Question

Read the given statements and decide which is/are correct on the basis of kinetic theory of gases
(1) Energy of one molecule at absolute temperature is zero.
(2) rms speeds of different gases are same at same temperature.
(3) For one gram of all ideal gases, kinetic energy is same at same temperature.
(4) For one mole of all ideal gases, mean kinetic energy is same at same temperature.

(A) All are correct
(B) 1 and 4 are correct
(C) 4 is correct
(D) None of these

Answer 1

Hint:First go through the postulates of the kinetic theory of gases. Here try to use the method of elimination in the given option above in the question. Check each and every option one by one whether it is correct or not and then eliminate the wrong answer. Finally, you will get the required answer to the question given. All the options are related to kinetic energy.


Formula used:
The average kinetic energy is
$K = \dfrac{1}{2}m \times \dfrac{{3RT}}{M}$


Complete answer:
Let's start with the method of elimination:
Statement (1):
From the kinetic theory of gases we know that;
The energy of one molecule of gas can never be zero.
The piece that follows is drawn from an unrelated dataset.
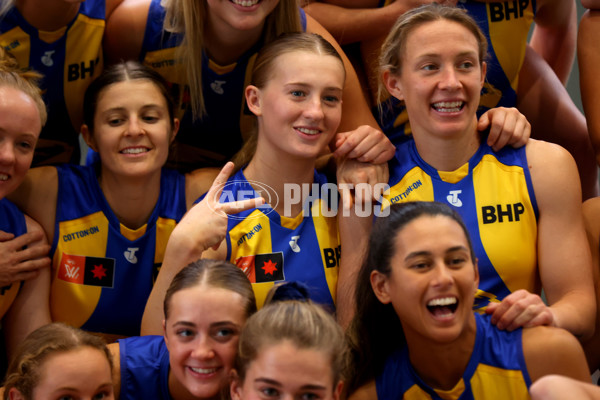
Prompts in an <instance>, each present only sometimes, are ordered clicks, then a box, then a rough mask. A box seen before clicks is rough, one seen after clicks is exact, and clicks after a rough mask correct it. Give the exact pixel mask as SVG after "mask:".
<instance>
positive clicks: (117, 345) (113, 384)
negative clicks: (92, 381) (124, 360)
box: [107, 342, 121, 400]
If the gas isn't ideal, its molecules will have potential energy. As a result, statement (I) is incorrect.
Statement(2):
We know,
$v_{rms}\varpropto~\frac{1}{\sqrt{M}}$
The RMS speed of different gases at the same temperature is determined by their molecular weight. As a result, statement (II) is also incorrect.
Statement (3):
We know,
$E_{gm}\varpropto~\frac{1}{M}$
The kinetic energy of one gram of gas is proportional to its molecular weight.
As a result, statement (III) is also incorrect.
Statement (4):
$E=\frac{3}{2}RT$
However, the K.E. of one mole of an ideal gas is the same at the same temperature.
. As a result, (IV) is correct.
The correct option(C).



Note: A gas particle's average kinetic energy is directly proportional to its temperature. The speed of the gas molecules increases as the temperature rises. A gas's kinetic energy is a measurement of its Kelvin temperature. Individual gas molecules move at different speeds, but the gas's temperature and kinetic energy are based on the average of these speeds.